Though they are still estimating a $700 million deficit, CPS officials said Tuesday morning that several things on the horizon have the potential to shrink the hole.
Almost $100 million less of a deficit is certain, said Chief Financial Officer Diana Ferguson at the Finance and Audit Committee meeting. The district stands to get about $50 million from a surplus in a Tax Increment Finance district, which is tax money that was set aside to improve a specific area.
Also, district officials plan to carry over $46 million from EduJobs, a federal program passed this summer designed to prevent schools from having to lay off teachers. Kayleen Irizarry, who manages federal grants for CPS, says CPS used $58 million this fall to save about 812 jobs, and will have the rest left from the $104 million it was awarded.
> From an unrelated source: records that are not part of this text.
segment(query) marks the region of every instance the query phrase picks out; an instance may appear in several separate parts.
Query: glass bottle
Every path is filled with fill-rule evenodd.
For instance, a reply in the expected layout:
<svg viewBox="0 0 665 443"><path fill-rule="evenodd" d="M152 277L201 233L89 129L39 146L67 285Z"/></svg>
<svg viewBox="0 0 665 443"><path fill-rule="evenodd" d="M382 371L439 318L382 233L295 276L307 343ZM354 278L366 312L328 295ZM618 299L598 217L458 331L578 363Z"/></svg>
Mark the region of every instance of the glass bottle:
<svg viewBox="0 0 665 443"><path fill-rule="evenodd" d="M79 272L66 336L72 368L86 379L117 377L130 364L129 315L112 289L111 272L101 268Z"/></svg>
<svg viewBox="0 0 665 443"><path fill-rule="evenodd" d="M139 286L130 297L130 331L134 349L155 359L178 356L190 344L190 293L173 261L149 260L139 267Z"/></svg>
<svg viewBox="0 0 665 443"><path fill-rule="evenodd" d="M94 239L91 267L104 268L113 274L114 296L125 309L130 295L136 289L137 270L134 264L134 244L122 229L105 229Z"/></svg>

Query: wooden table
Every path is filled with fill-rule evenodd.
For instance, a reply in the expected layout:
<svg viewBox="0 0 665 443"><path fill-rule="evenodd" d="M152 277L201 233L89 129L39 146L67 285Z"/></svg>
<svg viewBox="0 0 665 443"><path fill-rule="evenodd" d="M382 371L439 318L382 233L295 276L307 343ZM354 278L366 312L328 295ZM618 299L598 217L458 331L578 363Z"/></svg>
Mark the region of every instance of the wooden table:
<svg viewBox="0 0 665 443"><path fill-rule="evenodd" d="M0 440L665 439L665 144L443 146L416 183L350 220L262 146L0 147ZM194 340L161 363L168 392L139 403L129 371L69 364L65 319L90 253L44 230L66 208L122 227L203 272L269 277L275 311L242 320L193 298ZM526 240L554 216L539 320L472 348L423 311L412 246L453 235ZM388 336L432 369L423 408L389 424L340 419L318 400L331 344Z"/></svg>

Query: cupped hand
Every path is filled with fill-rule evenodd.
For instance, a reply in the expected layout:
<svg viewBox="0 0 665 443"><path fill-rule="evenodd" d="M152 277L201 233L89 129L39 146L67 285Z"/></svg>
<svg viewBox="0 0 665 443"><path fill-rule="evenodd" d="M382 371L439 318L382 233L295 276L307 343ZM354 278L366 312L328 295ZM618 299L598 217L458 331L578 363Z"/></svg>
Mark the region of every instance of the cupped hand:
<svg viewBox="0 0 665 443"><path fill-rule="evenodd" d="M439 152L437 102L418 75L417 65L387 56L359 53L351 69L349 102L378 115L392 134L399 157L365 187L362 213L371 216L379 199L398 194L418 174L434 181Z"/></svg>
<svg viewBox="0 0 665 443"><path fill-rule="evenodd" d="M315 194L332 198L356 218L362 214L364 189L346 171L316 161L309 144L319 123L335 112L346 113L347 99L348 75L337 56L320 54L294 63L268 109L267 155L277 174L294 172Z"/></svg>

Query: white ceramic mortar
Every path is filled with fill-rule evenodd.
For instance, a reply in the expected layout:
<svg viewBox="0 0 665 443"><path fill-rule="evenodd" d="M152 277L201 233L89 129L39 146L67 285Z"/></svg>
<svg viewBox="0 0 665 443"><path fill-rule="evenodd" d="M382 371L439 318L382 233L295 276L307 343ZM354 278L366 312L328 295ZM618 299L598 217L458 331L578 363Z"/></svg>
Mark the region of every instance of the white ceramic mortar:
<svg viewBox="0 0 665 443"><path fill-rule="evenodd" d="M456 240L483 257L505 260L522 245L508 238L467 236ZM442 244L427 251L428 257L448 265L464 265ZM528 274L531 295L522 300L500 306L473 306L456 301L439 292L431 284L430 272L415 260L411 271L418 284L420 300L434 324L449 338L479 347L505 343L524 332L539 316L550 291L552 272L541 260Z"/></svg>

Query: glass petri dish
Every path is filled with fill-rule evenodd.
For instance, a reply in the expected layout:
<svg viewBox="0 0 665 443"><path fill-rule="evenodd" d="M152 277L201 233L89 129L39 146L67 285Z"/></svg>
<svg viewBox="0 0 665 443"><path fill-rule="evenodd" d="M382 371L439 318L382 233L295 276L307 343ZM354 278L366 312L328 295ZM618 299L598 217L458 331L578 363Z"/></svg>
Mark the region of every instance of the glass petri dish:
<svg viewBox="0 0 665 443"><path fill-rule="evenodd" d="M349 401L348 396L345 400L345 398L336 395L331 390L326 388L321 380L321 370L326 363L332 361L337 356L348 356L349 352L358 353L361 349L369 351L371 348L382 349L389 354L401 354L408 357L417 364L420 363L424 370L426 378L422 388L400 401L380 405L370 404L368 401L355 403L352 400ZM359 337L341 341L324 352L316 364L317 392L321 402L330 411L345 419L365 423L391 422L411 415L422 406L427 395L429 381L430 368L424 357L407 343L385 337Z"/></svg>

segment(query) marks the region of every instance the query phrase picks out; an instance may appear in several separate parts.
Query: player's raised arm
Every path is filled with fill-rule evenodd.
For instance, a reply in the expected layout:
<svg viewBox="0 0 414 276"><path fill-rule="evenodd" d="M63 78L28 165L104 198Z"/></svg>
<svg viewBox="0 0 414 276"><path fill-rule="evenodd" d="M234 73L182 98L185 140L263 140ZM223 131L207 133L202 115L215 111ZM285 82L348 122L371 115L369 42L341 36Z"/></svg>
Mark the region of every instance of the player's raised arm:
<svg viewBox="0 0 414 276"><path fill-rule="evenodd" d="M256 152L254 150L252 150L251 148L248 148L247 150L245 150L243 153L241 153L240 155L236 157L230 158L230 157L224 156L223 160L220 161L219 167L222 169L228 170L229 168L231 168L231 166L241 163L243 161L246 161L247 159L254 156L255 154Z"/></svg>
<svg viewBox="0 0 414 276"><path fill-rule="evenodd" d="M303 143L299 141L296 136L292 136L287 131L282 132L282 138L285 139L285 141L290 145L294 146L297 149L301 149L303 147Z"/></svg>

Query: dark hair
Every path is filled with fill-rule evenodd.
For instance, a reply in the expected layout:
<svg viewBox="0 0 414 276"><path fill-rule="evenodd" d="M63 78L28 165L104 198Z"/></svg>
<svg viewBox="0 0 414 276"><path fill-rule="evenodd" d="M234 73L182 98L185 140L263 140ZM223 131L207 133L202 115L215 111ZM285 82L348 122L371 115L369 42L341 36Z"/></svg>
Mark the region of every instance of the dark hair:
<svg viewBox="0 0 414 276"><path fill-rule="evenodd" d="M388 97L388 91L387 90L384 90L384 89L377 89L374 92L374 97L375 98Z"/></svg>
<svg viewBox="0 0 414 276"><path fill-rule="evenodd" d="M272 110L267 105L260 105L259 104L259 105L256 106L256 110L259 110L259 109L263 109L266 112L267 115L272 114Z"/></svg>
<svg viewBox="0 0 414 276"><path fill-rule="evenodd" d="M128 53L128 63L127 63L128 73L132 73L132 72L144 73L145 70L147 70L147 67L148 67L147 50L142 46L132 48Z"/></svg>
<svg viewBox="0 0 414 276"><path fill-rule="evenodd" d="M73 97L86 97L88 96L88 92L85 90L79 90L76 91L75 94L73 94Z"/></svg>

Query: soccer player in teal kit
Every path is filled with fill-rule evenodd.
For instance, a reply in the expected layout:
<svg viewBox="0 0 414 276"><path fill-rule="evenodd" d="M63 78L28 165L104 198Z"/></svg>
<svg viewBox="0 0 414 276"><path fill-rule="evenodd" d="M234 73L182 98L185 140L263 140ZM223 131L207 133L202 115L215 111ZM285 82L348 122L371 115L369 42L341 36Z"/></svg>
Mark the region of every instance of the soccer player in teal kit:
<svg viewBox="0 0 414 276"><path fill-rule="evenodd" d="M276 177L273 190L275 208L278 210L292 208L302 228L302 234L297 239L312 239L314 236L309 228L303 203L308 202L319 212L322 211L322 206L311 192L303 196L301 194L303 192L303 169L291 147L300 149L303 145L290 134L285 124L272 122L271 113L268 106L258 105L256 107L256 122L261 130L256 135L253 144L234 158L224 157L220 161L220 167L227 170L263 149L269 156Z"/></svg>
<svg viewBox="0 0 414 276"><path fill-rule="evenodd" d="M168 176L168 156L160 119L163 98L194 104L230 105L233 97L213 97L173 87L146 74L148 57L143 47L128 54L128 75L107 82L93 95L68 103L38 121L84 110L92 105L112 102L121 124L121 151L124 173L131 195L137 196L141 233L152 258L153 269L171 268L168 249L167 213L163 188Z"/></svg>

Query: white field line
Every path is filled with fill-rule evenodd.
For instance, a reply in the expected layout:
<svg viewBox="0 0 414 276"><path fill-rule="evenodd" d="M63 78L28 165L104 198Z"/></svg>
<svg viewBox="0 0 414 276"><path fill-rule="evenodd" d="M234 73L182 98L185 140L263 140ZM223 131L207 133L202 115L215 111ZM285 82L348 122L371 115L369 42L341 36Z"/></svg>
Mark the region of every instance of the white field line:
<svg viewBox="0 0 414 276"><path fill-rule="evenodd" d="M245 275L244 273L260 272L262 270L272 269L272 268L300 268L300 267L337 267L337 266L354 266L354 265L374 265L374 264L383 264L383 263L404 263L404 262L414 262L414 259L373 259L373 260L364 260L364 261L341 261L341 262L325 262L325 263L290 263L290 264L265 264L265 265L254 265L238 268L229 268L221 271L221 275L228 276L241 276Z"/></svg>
Two other things could help. The economy could improve and therefore property tax revenue would be up, Ferguson said. And the state just passed an income tax hike and CPS officials hope schools will get more than level funding, which what they’ve currently budgeted for.
Next year’s budget quagmire is reminiscent of last year’s when district officials spent the Spring threatening to increase class sizes, layoff masses of teachers and pressuring the teacher’s union to forgo a promised 4 percent pay increase. In the end, the projected $1 billion deficit was whittled down by state pension reform that saved the district $400 million and other last minute measures, including EduJobs.
The increase of class sizes didn’t happen, but CPS did scale down. A Catalyst analysis of employee rosters shows that central office is about 23 percent smaller from July 2009 through November 2010. Meanwhile, about 1,652 school personal were laid off or about 5 percent of all school staff.
So far this year district officials have not publically announced their priorities, though word is that interim CEO Terry Mazany is in the process of setting them for the coming year.
Tuesday morning Ferguson told board members that the district is “on track” in terms of expenses and revenues for the current year. But that the district still has to use its line of credit to make up for money the state still owes it. Just in December, the state paid the district the almost quarter million owed from the 2009-2010 school year, but already for this year the state is in arrears more than $300 million.
Also at the Finance and Audit Committee, CPS Comptroller Daryl Okrzesik told the board that the external audit found no material weaknesses. However, the audit found the district had some problems with purchasing orders, including that bills were paid before invoices were submitted.
Board members told Okrzesik that they want him to follow up on the corrective action he put in place after the audit.